Sejumlah pengamat politik menilai diamnya Kepala Staf Presiden (KSP), Moeldoko pasca Kongres Luar Biasa (KLB) Demokrat karena sedang mengatur strategi politik.
Itulah sebabnya, baik Ketua Umum Demokrat, Agus Harimurti Yudhoyono (AHY) dan Ketua Majelis Tinggi Partai Demokrat, Susilo Bambang Yudhotono (SBY) untuk tidak menganggap remeh diamnya Moeldoko.
Pengamat Politik dari Universitas Brawijaya, Anang Sudjoko menilai diamnya Moeldoko bagian dari strategi politik. “Diamnya Moeldoko bisa jadi mengatur strategi atau dia bukan king player dari KLB,” ujarnya dihubungi Pojoksatu.id di Jakarta, Rabu (10/3).
Tak hanya itu, ungkap Anang, bisa jadi juga Moeldoko bukan king player atau aktor utama dari KLB itu. Sehingga harus hati-hati mengeluarkan statement.
“Harus hati-hati benar bicara di publik. Ada skenario besar yang bisa jadi menempatkan Moeldoko sebagai boneka,” tuturnya seprti yang dikutip dari pojoksatu.id.
Dosen Universitas Brawijaya Malang itu juga menilai, KLB yang dilakukan Moeldoko dkk merupakan pelanggan etika berpolitik. “Saya menilai KLB kali ini sebagai pelanggaran etika berpolitik di era demokrasi sekarang,” terang Anang.

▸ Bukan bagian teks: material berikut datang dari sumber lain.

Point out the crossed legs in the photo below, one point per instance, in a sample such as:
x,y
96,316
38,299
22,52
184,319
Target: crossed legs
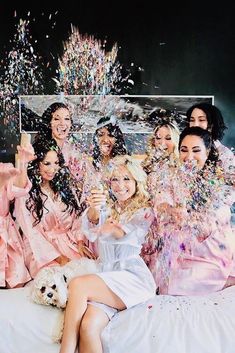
x,y
81,290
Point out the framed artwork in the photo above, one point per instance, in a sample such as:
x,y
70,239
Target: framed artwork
x,y
136,115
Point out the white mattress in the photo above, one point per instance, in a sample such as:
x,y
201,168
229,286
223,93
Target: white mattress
x,y
166,324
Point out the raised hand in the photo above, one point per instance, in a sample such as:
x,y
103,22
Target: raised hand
x,y
96,199
26,154
7,171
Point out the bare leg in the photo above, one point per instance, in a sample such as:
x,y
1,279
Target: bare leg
x,y
81,290
93,323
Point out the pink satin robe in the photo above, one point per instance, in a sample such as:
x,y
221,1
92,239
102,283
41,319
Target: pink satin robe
x,y
57,233
13,271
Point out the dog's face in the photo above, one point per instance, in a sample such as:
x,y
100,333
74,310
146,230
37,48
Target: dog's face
x,y
50,287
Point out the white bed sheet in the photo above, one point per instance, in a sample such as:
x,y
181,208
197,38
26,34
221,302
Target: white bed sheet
x,y
166,324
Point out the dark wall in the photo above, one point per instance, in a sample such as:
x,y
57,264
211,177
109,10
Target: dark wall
x,y
175,49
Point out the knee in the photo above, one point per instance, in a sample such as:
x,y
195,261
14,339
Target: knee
x,y
76,283
90,328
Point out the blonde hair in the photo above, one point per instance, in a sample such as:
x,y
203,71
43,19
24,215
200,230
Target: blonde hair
x,y
141,197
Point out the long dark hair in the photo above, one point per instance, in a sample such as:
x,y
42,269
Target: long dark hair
x,y
214,117
60,184
206,136
114,130
45,130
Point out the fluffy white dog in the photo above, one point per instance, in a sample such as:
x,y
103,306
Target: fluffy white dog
x,y
50,286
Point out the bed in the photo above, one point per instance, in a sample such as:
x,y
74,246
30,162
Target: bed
x,y
165,324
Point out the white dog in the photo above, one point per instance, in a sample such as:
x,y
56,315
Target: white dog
x,y
50,286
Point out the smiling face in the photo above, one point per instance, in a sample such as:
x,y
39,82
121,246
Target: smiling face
x,y
193,149
123,185
105,141
60,124
198,118
163,139
49,166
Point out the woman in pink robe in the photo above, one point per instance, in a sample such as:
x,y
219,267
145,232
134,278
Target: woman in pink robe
x,y
13,272
209,117
49,214
197,243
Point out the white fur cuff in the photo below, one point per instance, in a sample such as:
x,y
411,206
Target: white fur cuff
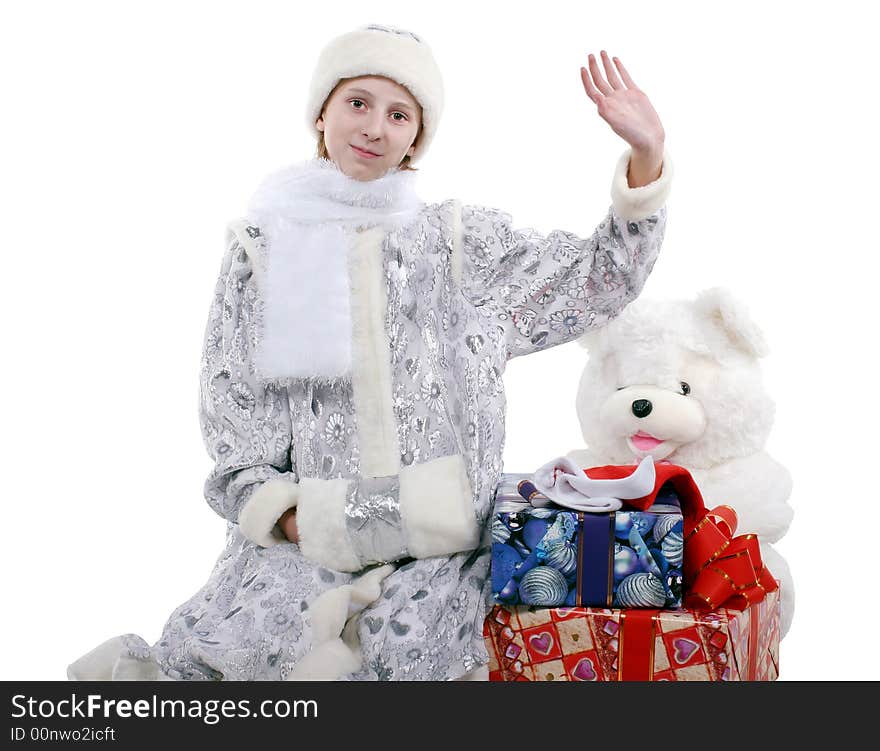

Anang juga menyesalkan sikap Presiden Joko Widodo (Jokowi) dan Menko Polhukam, Mahfud MD tidak mencegah KLB yang di selenggarakan 5 Maret kemarin.
“Pemerintah melalui menko polhukam mengamini, maka patut diduga ada pihak istana yg mengetahui rencana KLB atau bahkan lebih dari sekadar mengetahui,” tandas Anang.
Karenanya, tambah Anang, merupakan hal yang wajar dalam dunia politik jika publik menilai bahwa KLB Deli Serdang itu dibeking orang-orang dari Istana. “Bisa orang atau sekelompok orang. Diamnya Istana tidak menindak Moeldoko merupakan signal bahwa orang-orang di Istana ada di balik KLB,” pungkasnya. (muf/zul)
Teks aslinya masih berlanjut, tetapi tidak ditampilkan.